Cheese platter New Culture
Image supplied by New Culture

What is your target group?
If you have ever talked to a vegetarian or a ‘flexitarian,’ you’ll commonly hear that the number one thing stopping them from going vegan is cheese. There is an unmet need right now for good tasting vegan cheese and these conscious consumers and plant-based consumers will be our first market. Afterwards, we want to capture the mainstream dairy cheese consumer market with cheese that will be better both in taste and function compared with current dairy cheese.

Since New Zealanders are known for having a special relationship to nature, do you think consumers in your country have a particular interest in sustainable and cruelty-free food?
Absolutely, however New Zealand also has a rich history in dairy and farming and our economy is heavily reliant on our dairy exports so there may be some backlash. But with the threat of global warming, the world’s rising population and the need for secure and sustainable food, we need to be able to look more than a few years into the future and think of how our plant will be affected in 50 years or 100 years time if we don’t move towards a more efficient way to produce food.

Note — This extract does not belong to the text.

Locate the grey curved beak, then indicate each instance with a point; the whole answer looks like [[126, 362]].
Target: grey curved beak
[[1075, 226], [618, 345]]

Having said all that, NZ is not our first market, our first market will be in America which is one of the largest cheese consumers per capita. We won’t be able to give any product cost yet.

When will your cheese be launched and in which markets will it be available?
We are hoping to launch our cheese into select US restaurants in 18 – 24 months. We have a waiting list currently on our website for people to sign up and be first in line to try our cheese.

Do you already have plans to bring more products to the market?
The great thing about what we are doing is that we are following the standard cheesemaking process, meaning we can branch out into most other cheeses currently available on the market. Our next cheese is unknown right now but a creamy brie or a nice blue may be on the cards!